Robbie jumps when the vibrations roll under our feet.

‘Asshole,’ he signs.

I nod, then lean forward over my thighs as Allie finally looks up.

Her fingers are shaking when she asks, ‘What did I sign wrong?’

Robbie comes around the desk and leans against it. He’s a very good-looking guy. Too many students get crushes on him, and it gets a little weird some semesters. He’s got that hot librarian kind of look—not my thing, but aesthetically, I can see the appeal.

Dad bod, dark hair with a few streaks of early grey, often messy because he can’t stop running his hands through it. He’s got full lips, wide eyes, and metal-framed glasses he really only needs for reading. And he has a very kind smile in spite of the fact that he’s a grumpy dick eighty percent of the day.

‘Sometimes,’ he signs slowly for her benefit, though I’m going to interpret this aloud anyway, ‘ASL is complicated. With just a slight change, a very simple sign can turn into one that’s…’ His fingers flutter in the air, hesitating. My voice trails off. She glances at me, but only for a second. ‘Impolite.’

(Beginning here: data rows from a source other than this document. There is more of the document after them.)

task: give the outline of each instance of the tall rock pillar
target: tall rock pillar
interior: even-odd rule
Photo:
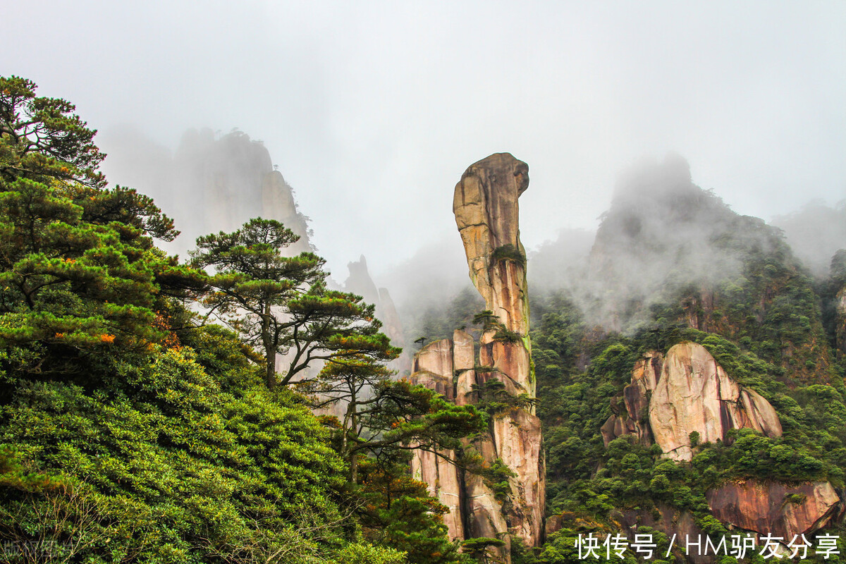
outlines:
[[[426,481],[430,491],[448,507],[444,521],[450,536],[499,539],[503,545],[491,550],[507,564],[514,538],[539,546],[544,530],[546,466],[541,421],[530,401],[535,374],[525,251],[518,223],[517,199],[528,186],[529,167],[508,153],[471,165],[461,177],[453,211],[470,278],[492,320],[479,342],[478,359],[473,337],[457,330],[452,339],[420,349],[410,376],[413,383],[436,390],[458,405],[478,402],[480,390],[494,381],[511,395],[510,407],[492,415],[486,436],[464,445],[501,474],[497,481],[508,479],[507,492],[494,491],[490,477],[448,467],[427,452],[416,452],[412,461],[415,476]],[[508,470],[503,471],[503,465]]]
[[[508,153],[497,153],[471,165],[455,186],[453,211],[467,254],[470,279],[496,316],[482,335],[475,383],[497,379],[513,396],[535,397],[535,374],[530,359],[529,299],[525,250],[519,238],[518,198],[529,187],[529,166]],[[514,476],[499,512],[507,531],[530,546],[542,539],[545,464],[541,422],[531,402],[516,402],[493,418],[489,445],[479,451],[489,463],[501,460]],[[466,480],[467,500],[489,499],[481,480]],[[467,536],[491,536],[500,519],[488,514],[489,504],[466,506]]]

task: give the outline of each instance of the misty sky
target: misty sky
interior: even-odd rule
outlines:
[[[339,274],[460,248],[453,187],[493,152],[529,163],[527,248],[594,227],[618,172],[670,150],[739,213],[846,198],[843,0],[28,0],[0,47],[0,74],[102,131],[262,140]]]

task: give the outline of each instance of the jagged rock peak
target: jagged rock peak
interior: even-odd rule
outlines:
[[[528,187],[529,165],[497,153],[467,168],[453,199],[470,279],[487,309],[521,335],[528,331],[529,306],[517,200]]]

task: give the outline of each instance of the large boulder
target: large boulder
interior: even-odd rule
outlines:
[[[781,537],[785,543],[825,526],[842,505],[828,482],[786,485],[750,479],[709,490],[706,499],[722,523]]]
[[[731,429],[781,436],[776,410],[757,392],[728,377],[701,345],[683,342],[667,353],[649,402],[655,441],[674,460],[690,460],[690,434],[700,442],[725,441]]]

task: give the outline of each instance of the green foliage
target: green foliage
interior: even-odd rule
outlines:
[[[256,218],[231,233],[197,239],[192,265],[212,266],[204,304],[265,355],[266,381],[286,386],[314,363],[365,355],[395,359],[400,349],[379,332],[374,306],[360,296],[329,290],[323,259],[313,253],[284,256],[299,239],[279,222]],[[277,375],[276,357],[288,364]]]
[[[327,291],[321,259],[279,259],[290,234],[273,222],[201,239],[211,277],[179,265],[153,245],[173,222],[134,190],[103,189],[95,132],[34,90],[0,78],[0,559],[26,547],[33,561],[92,564],[407,561],[360,538],[360,498],[305,398],[265,386],[250,336],[266,331],[242,320],[244,343],[184,302],[211,283],[208,304],[237,318],[278,298],[281,342],[305,351],[292,374],[316,348],[395,356],[372,306]],[[284,341],[292,328],[301,342]],[[408,437],[456,447],[482,422],[407,383],[387,396],[376,457]],[[399,499],[385,519],[408,536],[384,542],[455,556],[431,498]]]
[[[411,564],[466,564],[459,546],[447,539],[445,506],[426,485],[407,475],[404,463],[365,460],[358,494],[365,539],[406,553]]]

Allie’s cheeks turn bright red, and she covers her face. “Oh my God, what did I say?”

Normally covering a face or a mouth would send Robbie through the roof, but it’s clear he can tell she’s just mortified. He reaches out and gently taps her on the shoulder and waits for her to drop her hands.

‘That sign implies you have a different hunger. Not for food,’ he clarifies.

She just stares at him, not comprehending, so he just signs and signs the word, forcing me to voice it as well.

Her whole body goes still, and then the pink blush turns almost purple, and she drops back down to her chair. ‘Oh my God? Oh my God!’ She looks at me, and I give her a grimace and a shrug because what else can I do?

‘It happens to everyone,’ he tells her. I hope my voice is at least somewhat soothing. I tend to have a low affect if I don’t have to emphasize anything, but I don’t want her to suffer. Robbie gestures at me, and I nod.

“It’s true,” I tell her aloud. “I’ve been signing for most of my life, and I get it wrong sometimes.” I repeat that all in sign quickly for Robbie, though I’m sure he knows what I’m saying.

He snorts but doesn’t throw me under the bus.

Allie straightens her shoulders, then looks behind her before lifting her hands. ‘Thank you.’ Her hands fall because her vocabulary isn’t big enough for the rest of her sentence yet, and ASL 101 won’t be open until the fall semester. “Thank you for not telling everyone else.”

Robbie scoffs. ‘They know my rules. And please use that sign responsibly.’